Dass in den USA eine andere Startup-Kultur herrscht, ist offensichtlich. Was hältst du davon, dass ein Unternehmen wie jet.com schon vor Launch 220 Millionen US-Dollar sammeln konnte?

Warum Jet.com eine solche Finanzierungsrunde erhalten hat, ist ein anderes Blatt. Erstens ist es eine Neuauflage von einem bekannten Gründerteam und zweitens eine Wette, ob man möglichst schnell einen Gegenspieler zu Amazon aufbauen kann, bevor es zu spät ist.

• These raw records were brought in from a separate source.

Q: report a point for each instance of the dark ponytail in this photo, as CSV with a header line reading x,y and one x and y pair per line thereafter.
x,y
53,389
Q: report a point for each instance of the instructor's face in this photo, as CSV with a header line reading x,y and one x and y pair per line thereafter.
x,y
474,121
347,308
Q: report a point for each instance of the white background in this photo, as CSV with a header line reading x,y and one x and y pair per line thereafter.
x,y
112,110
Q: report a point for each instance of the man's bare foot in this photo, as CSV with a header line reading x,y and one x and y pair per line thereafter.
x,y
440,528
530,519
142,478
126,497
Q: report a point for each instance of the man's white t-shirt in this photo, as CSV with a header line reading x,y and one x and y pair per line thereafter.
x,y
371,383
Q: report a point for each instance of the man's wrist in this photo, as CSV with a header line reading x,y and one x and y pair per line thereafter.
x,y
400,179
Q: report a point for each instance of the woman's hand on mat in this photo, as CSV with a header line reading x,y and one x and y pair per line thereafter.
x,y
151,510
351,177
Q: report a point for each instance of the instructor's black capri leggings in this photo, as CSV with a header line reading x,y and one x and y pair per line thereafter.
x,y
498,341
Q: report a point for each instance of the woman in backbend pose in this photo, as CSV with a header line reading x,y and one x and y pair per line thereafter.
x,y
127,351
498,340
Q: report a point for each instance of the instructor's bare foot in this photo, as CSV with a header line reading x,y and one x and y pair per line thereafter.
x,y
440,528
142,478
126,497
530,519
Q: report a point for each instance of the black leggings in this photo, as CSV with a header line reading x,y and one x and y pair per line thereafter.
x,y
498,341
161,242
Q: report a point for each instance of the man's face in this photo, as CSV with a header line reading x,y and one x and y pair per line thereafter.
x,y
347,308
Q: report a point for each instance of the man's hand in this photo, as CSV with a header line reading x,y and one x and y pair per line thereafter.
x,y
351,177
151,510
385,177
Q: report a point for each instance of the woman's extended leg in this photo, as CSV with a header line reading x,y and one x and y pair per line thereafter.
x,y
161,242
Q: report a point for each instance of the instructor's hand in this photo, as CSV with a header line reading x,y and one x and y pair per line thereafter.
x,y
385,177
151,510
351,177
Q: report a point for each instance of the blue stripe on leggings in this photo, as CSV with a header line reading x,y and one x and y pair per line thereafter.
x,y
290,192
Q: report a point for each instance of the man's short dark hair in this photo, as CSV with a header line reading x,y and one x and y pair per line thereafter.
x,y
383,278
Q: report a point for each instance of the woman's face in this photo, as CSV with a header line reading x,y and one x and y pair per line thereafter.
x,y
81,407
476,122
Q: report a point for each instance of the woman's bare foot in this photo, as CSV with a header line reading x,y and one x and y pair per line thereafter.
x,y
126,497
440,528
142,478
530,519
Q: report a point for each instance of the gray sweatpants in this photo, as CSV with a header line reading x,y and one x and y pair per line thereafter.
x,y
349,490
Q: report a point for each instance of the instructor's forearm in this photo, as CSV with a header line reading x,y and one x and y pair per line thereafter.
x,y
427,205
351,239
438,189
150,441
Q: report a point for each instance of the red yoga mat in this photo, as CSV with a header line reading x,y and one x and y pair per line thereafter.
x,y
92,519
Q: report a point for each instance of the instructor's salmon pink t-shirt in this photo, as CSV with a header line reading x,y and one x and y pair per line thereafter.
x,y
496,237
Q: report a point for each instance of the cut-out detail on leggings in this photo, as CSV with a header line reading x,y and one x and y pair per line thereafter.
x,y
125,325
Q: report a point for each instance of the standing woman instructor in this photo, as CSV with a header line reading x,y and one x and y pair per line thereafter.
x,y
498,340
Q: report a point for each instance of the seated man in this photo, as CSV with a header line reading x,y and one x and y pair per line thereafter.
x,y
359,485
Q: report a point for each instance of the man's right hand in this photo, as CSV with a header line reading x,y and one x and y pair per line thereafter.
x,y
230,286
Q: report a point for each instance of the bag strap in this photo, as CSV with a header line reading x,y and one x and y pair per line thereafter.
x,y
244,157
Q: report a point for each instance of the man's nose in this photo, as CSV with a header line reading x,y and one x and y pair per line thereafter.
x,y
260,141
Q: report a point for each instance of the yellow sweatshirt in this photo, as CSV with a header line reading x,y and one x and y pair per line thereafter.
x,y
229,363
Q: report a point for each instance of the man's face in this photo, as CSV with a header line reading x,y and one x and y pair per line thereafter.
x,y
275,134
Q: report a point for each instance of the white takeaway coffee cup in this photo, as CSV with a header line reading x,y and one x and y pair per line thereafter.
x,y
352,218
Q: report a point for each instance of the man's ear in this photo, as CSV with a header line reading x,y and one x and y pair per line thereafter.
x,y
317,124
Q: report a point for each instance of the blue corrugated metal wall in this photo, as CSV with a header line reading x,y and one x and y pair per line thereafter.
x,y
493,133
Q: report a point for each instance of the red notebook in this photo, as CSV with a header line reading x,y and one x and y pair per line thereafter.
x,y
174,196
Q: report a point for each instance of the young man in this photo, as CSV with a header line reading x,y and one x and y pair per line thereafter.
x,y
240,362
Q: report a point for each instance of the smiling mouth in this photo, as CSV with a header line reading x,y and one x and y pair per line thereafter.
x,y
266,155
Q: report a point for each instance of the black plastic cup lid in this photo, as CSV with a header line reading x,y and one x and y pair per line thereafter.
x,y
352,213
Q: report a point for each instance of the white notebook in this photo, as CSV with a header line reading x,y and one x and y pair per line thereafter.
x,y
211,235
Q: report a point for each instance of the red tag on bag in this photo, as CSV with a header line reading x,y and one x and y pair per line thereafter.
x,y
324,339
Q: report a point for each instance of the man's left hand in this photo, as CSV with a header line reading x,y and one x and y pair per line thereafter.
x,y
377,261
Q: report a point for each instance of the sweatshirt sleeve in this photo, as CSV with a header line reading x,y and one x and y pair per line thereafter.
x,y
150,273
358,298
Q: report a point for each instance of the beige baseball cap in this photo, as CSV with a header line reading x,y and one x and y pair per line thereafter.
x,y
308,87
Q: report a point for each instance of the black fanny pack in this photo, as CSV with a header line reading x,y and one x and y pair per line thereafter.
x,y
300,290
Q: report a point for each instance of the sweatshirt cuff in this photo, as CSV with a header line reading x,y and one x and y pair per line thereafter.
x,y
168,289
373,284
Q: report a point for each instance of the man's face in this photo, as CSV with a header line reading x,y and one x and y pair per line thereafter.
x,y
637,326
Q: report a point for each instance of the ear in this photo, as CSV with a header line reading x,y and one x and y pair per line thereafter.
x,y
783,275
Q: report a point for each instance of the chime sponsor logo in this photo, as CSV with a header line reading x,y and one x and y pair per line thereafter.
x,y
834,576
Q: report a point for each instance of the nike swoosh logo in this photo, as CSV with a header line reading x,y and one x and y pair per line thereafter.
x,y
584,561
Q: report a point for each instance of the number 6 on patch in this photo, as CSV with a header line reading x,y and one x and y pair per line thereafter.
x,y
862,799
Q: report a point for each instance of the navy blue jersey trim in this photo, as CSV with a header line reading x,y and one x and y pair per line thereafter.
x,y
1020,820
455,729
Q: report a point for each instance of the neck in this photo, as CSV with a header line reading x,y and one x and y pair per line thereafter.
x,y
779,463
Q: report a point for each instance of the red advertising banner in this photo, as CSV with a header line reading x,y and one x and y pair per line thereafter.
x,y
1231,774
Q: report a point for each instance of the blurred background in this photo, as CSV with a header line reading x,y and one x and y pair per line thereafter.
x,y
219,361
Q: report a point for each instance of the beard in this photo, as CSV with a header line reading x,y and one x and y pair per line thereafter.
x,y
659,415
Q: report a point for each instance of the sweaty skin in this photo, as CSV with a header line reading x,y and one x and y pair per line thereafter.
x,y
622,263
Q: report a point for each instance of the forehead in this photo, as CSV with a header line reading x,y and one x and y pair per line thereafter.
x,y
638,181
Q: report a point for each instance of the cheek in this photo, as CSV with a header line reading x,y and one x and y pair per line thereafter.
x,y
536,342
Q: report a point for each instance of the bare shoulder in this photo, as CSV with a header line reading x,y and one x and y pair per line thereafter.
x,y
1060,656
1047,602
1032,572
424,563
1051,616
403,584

Das Prinzip des Clubshoppings, wie jet.com es umsetzt, ist nicht neu. Nicht immer ist der richtige Zeitpunkt für eine Idee gekommen, eine Erfahrung, die du auch mit dem Online-Lebensmittelhandel gemacht hast. Hättest du vor 15 Jahren gedacht, dass du heute (wieder) in diesem E-Commerce-Sektor tätig bist?

Ich wusste vor 15 Jahren schon, dass es definitiv einen großen Markt für Online-Lebensmittelhandel geben wird. Dass er sich so lange Zeit lässt, hätte ich aber nicht gedacht. In fast jedem europäischen Land haben sich in der Zwischenzeit große Anbieter etabliert, nur wir diskutieren noch in der Presse ob das überhaupt geht. Ein deutsches Phänomen, das im Ausland mit „German Angst“ beschrieben wird.

Wir bedanken uns bei dir für das Interview und wünschen food.de weiterhin viel Erfolg im hartumkämpften Online-Lebensmittelmarkt!